Unter all den anderen Berühmtheiten, die in Rheinsberg lebten, ist er zwar die große Ausnahme – er ist nun mal ein Kater und kein Mensch –, der exzentrische, aber auch authentische Kater hat dennoch eine gewisse Funktion als eine Art »Tourismusbotschafter«. Als ungewöhnliches »Kulturgut« und Seele des Parks besitzt er hohen Wiedererkennungswert. Die Herzen fliegen ihm schnell zu, so wie auf Facebook, wo er eine eigene Seite hat und sich bereits eine beachtliche Fangemeinde von fast 6500 Menschen um ihn geschart hat. Besucher dürfen dort gern Fotos von ihm posten. Manchmal macht der Schlosskater auf seinen Streifzügen auch etwas weitere Abstecher in das Stadtinnere, so wie im Sommer des vergangenen Jahres, als die Welt noch in Ordnung war. Kneipen und Cafés hatten wie immer geöffnet, und Sheldon schlenderte nonchalant in ein Bistro hinein, verschmähte zwar die ihm angebotenen Pommes und Burger, machte es sich dann aber neugierig auf einer Bank gemütlich. Ein introvertierter Kontaktverweigerer, eine Spaßbremse ist er eindeutig nicht, »social distancing« fällt ihm ziemlich schwer. Ein anderes Mal stand ihm dann an einem heißen Sommertag der Sinn nach einer luftigen Bootsfahrt, und er spazierte mal so eben auf den Steg am Grienericksee, wo sich im Sommer die Touristen drängeln, und dann schnurstracks auf das gerade angelegte Ausflugsschiff, mit dem man verschiedene mehrstündige Schifffahrten, zum Beispiel die »Fünf-Seen-Rundfahrt« durch teilweise unberührte Natur, unternehmen kann.
Sicherlich wird Rheinsbergs royalster und charmantester Kater schon längst gemerkt haben, dass seit ein paar Wochen irgendetwas anders ist.

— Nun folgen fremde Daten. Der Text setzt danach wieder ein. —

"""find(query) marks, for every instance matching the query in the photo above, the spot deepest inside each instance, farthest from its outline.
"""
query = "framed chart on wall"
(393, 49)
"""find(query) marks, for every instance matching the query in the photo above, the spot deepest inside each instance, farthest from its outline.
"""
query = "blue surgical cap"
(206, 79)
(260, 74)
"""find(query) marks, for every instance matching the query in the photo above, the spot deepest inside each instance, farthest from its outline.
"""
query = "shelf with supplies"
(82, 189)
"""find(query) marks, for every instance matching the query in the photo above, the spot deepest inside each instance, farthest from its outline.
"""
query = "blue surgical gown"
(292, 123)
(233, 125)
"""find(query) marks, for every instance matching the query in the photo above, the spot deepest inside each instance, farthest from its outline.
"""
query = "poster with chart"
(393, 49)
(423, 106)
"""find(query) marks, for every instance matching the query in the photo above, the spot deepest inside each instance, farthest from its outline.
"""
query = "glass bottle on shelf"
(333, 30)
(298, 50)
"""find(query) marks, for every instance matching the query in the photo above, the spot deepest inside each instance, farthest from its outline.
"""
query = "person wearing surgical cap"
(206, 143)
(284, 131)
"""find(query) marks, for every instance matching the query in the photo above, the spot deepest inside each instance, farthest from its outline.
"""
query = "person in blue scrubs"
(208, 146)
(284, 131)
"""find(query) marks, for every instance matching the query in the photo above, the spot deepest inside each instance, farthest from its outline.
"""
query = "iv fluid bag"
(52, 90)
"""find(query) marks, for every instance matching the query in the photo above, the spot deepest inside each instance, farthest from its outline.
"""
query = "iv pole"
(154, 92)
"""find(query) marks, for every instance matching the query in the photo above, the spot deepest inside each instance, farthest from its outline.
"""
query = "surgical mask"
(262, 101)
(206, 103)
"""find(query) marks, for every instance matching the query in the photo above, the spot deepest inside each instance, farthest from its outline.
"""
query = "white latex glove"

Veränderung mögen Kater gar nicht. Aber sein sonniges Gemüt wird ihm über die Krise hinweghelfen. Ob in der Stadt die vielen kleineren inhabergeführten Geschäfte, die Gaststätten, die Touristenunterkünfte, Handwerks- und andere -betriebe die Corona-Pandemie unbeschadet überleben werden, das ist wiederum eine Frage, die auch ein Sheldon nicht beantworten kann, denn schließlich ist er kein Tierorakel. So konnte er auch nicht ahnen, dass ihm seine Berühmtheit fast zum Verhängnis geworden wäre. Am 29. April versuchten zwei unbekannte Männer, ihn in ein Auto zu zerren und zu entführen. Ein aufmerksamer Mitarbeiter des Tucholsky-Museums, der in diesem Moment zufällig aus dem Fenster schaute, konnte dies gerade noch verhindern, die Möchtegern-Catnapper entkamen im Auto mit quietschenden Reifen.
Und aus dem Jenseits streckte ihnen Kurt Tucholsky die Zunge heraus.